Mañana se celebra el 40ª aniversario de la muerte del diseñador Cristóbal Balenciaga -12 de enero de 1895, Getaria (Guipúzcoa) – 24 de marzo de 1972, Jávea (Alicante)-. Una fecha muy señalada en la que muchos recordarán a este español que revolucionó la moda con su rompedora creatividad. De hecho, ya te comentamos el homenaje que, hoy viernes ha programado el Cristóbal Balenciaga Museoa, situado en Getaria, su localidad natal. Nosotros queremos rendirle también nuestro particular tributo dando a conocer un poco mejor la trayectoria de este creador, todo un genio del diseño.

Una vida en la moda

Desde muy pequeño, las grandes casas de moda le llamaron la atención. De hecho, pasaba horas y horas dibujando sus diseños. Cuenta la leyenda que, siendo un chaval de 13 años, Cristobal Balenciaga quedó extasiado ante la elegancia de la Marquesa de Casa Torres, vecina de Getaria, y que ésta, conmovida ante la ilusión del muchacho por aprender el noble oficio de la aguja, le envió a casa un pedazo de tela y uno de sus más exclusivos trajes, un diseño de Decroll, para que lo copiara y pudiera así demostrar sus dotes.

Ni que decir tiene que el joven salió airoso de la prueba y que la marquesa, madre de la que sería futura reina Fabiola de Bélgica -a quien tuvo el honor de vestir el día de su boda con Balduino de Bélgica-, desde entonces se convirtió en su mecenas. Además, financió su viaje a París en 1912, escapada que fue decisiva para Balenciaga. Allí conoce a Poiret, reboux, Douset… Al volver a España, se plantea en serio su carrera en la moda y, en 1915, nace en San Sebastián su primer taller -posteriormente, abría otros en Madrid, Barcelona…-, del que serían clientas la reina María Cristina y la reina María Victoria Eugenia.

No obstante, en 1931, cambiaría temporalmente el nombre de su firma por el de Eisa (nace de acortar su apellido materno, Eisagirre). Años después, en 1937, se instala en París y abre un taller en la avenida Georges Vra nº 10, desde donde sus volúmenes y el corte casi arquitectónico de sus prendas, que le habían hecho famoso en España, se asomaron al mundo para deslumbrarlo.

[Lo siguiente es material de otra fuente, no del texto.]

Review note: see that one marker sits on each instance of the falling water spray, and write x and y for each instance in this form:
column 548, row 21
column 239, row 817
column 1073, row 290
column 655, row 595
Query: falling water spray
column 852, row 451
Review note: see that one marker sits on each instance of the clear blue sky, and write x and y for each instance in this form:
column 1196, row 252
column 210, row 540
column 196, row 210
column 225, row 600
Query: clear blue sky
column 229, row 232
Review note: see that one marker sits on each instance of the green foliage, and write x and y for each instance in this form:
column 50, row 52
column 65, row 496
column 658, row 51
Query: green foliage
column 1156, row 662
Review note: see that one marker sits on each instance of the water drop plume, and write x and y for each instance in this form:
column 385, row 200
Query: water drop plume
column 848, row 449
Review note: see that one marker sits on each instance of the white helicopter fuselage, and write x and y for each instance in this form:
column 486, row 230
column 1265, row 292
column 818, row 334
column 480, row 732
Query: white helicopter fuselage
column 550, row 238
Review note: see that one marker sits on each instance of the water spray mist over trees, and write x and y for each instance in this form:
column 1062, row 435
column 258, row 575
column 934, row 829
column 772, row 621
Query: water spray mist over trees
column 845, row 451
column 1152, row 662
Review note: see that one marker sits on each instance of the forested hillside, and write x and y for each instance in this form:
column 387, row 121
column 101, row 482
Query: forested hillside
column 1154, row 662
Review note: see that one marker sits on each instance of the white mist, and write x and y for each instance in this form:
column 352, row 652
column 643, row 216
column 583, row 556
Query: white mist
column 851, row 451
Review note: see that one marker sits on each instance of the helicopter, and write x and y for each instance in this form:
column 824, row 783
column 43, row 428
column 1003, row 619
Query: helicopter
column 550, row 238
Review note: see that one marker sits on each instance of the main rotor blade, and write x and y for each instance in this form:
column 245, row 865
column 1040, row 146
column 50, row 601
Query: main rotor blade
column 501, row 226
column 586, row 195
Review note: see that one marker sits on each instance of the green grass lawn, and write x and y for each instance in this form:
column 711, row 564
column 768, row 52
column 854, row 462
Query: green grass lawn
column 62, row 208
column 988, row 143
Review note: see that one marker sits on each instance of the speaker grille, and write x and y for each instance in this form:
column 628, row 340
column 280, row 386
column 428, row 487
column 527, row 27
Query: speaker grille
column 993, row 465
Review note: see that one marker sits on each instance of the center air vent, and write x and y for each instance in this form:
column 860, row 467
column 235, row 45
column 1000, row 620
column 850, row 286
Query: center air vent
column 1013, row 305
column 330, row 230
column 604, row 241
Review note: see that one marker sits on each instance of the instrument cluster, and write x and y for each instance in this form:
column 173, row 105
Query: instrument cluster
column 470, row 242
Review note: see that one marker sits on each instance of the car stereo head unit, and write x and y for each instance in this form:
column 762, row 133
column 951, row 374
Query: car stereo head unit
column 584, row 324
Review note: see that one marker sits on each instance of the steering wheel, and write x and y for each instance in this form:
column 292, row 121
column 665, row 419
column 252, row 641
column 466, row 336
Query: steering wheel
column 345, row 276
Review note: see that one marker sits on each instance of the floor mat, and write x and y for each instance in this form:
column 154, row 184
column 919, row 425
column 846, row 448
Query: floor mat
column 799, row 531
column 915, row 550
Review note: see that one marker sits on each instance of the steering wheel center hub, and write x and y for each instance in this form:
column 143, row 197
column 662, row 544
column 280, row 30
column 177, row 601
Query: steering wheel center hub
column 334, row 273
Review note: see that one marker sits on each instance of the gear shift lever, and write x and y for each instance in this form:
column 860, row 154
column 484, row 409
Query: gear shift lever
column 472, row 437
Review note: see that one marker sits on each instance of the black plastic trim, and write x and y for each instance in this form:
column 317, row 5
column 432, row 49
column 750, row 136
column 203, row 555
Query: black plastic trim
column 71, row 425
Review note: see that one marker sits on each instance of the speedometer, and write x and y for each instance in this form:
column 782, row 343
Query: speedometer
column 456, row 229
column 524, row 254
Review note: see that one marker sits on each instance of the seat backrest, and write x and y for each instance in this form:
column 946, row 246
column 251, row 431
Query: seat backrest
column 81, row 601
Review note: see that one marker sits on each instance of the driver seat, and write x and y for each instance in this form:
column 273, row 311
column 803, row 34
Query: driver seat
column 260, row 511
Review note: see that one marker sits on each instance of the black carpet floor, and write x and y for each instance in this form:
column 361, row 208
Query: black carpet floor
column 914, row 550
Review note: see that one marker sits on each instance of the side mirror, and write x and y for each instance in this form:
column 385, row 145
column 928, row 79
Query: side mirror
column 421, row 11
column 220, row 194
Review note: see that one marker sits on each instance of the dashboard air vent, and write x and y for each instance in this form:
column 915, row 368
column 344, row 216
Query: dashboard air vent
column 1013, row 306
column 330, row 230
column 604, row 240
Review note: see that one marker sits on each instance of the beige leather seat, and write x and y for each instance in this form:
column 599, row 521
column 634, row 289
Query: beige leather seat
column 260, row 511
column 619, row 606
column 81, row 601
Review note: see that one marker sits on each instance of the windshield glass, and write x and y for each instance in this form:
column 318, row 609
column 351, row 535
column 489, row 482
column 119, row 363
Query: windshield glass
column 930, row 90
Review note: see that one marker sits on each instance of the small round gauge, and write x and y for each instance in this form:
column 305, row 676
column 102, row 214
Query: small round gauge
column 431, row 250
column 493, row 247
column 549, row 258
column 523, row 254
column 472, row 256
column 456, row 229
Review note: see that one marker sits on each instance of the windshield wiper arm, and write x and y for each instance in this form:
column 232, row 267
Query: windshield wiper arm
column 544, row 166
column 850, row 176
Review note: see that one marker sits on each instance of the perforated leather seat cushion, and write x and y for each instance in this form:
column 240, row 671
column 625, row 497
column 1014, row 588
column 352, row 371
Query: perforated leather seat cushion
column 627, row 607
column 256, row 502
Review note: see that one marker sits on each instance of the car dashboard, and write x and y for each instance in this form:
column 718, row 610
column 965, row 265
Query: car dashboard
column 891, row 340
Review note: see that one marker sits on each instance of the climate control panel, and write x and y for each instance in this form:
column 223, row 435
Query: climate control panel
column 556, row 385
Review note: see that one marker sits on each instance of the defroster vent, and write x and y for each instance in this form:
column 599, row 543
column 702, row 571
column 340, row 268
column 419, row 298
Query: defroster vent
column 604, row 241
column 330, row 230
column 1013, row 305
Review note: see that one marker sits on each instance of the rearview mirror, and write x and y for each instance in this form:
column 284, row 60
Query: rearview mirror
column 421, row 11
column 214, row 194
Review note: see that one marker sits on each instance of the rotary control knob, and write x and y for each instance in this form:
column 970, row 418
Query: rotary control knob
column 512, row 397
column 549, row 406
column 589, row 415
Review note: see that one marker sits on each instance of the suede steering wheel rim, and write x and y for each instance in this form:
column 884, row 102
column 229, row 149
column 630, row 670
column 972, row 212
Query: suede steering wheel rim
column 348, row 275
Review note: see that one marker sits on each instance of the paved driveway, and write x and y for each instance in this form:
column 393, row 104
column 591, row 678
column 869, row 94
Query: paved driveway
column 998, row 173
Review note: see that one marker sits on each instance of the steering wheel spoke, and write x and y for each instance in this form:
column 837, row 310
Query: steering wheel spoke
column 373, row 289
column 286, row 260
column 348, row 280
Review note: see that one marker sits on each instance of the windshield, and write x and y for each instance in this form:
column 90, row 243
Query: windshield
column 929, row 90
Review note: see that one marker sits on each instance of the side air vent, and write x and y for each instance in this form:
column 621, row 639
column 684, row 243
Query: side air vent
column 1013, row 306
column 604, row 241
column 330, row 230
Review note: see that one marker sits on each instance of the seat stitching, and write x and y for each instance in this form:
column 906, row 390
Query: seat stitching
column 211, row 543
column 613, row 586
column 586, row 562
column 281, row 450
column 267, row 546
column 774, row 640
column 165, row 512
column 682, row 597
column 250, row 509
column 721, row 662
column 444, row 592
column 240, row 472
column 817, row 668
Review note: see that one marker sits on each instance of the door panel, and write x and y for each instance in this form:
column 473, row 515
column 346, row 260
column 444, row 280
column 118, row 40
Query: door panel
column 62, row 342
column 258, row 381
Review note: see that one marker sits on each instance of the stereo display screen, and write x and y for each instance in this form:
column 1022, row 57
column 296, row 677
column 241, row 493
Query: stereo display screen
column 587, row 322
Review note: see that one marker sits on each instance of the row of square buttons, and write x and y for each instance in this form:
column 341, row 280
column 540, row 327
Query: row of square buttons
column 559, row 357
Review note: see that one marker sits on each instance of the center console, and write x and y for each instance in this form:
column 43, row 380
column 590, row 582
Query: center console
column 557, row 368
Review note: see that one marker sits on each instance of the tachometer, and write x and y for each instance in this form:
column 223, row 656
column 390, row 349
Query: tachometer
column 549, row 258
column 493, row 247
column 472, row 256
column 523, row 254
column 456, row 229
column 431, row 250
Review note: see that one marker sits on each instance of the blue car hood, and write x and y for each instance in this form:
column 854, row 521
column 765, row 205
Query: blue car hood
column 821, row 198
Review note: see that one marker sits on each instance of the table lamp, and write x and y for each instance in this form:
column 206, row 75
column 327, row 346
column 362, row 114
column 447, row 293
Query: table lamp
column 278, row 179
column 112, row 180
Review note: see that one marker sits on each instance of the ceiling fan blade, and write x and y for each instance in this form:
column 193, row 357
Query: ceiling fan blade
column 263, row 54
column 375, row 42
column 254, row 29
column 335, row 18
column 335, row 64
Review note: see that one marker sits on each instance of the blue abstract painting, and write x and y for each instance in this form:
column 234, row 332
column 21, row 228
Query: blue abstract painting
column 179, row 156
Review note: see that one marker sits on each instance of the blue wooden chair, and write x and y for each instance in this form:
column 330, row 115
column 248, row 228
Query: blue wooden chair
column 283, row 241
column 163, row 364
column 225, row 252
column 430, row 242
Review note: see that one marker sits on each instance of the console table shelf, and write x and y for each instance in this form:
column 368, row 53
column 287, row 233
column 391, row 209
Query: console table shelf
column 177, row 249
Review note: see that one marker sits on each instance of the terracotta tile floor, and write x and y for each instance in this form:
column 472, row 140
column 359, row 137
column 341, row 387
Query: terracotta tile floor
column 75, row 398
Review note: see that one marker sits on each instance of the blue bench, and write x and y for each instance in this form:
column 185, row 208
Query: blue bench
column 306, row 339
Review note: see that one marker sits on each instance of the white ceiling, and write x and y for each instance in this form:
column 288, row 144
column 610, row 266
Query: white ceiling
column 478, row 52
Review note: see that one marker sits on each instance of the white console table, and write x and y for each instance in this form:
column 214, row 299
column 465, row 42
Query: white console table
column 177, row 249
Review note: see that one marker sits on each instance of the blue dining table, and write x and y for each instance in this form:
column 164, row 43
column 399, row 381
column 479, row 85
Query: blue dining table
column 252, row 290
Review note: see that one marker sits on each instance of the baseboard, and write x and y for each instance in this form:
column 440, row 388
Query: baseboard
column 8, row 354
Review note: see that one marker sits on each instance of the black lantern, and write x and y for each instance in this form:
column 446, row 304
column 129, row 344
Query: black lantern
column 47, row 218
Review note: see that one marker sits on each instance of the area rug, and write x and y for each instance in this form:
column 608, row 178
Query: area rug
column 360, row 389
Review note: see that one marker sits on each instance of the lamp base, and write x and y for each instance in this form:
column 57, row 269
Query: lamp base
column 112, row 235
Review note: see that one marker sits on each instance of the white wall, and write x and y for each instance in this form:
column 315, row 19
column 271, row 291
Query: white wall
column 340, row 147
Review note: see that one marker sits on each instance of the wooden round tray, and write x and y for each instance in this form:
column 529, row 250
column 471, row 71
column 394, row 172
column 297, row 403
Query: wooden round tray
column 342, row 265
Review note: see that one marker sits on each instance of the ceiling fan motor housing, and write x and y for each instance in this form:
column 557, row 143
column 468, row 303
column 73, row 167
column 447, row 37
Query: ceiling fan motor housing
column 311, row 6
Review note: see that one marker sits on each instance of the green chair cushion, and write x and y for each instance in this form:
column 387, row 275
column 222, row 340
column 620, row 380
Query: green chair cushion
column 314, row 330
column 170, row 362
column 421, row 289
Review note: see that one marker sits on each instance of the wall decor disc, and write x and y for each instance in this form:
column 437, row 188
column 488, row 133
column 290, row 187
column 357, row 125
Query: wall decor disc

Si en 1939 presentaba una línea de hombros caídos, de cintura pinzada y caderas redondas -un estilo que anticipaba el new look de Dior de 1947- años después se permitió el lujo de reinventar la silueta femenina con sus vanguardistas vestidos saco (1957), las mangas tres cuartos, las faldas balón, el talle alto, la cintura imperio (1959), y la manga murciélago y la melón, formas todas ellas fruto de su magistral tijera y adornadas con grandes botones.

Otro año señalado es 1955, pues decide viajar a Nueva York. Allí presenta una colección en el Hotel Ambassador con fines benéficos. Nace su vestido-túnica, innovador diseño en la moda hasta ese momento.

Su lema “arquitecto para las líneas, escultor para la forma, pintor para el color, músico para la armonía y filósofo para la medida”, y su afán de perfeccionismo le convirtieron en un clásico en vida, a pesar de lo cual decidió retirarse en 1968. Balenciaga, enemigo de hacer vida social, hizo su última aparición pública en 1971 en el entierro de Coco Chanel (“Él es único de nosotros que es un auténtico Couturier”, llegó a decir de él Chanel). Su muerte no tardaría mucho en llegar. Le aconteció el 24 de marzo de 1972 en Jávea (Alicante), poco después de aceptar su último trabajo: elaborar el vestido de novia de Carmen Martínez Bordiú para la boda de ésta con el Duque de Cádiz.

Hubert de Givenchy, presidente fundador de de la Fundación Balenciaga, ha dicho de él: “Balenciaga fue el creador del arte de la alta costura. Elegante en su vida y en su obra, su pasión por la vida le llevó a convertirla en arte. Cada una de sus creaciones tuvo siempre algo de escultura, de música y de pintura, expresadas en trajes de impecable y serena armonía”.

En 2011, en su localidad natal, Getaria, se inauguró el Cristóbal Balenciaga Museoa, el primer museo dedicado íntegramente a un diseñador de moda.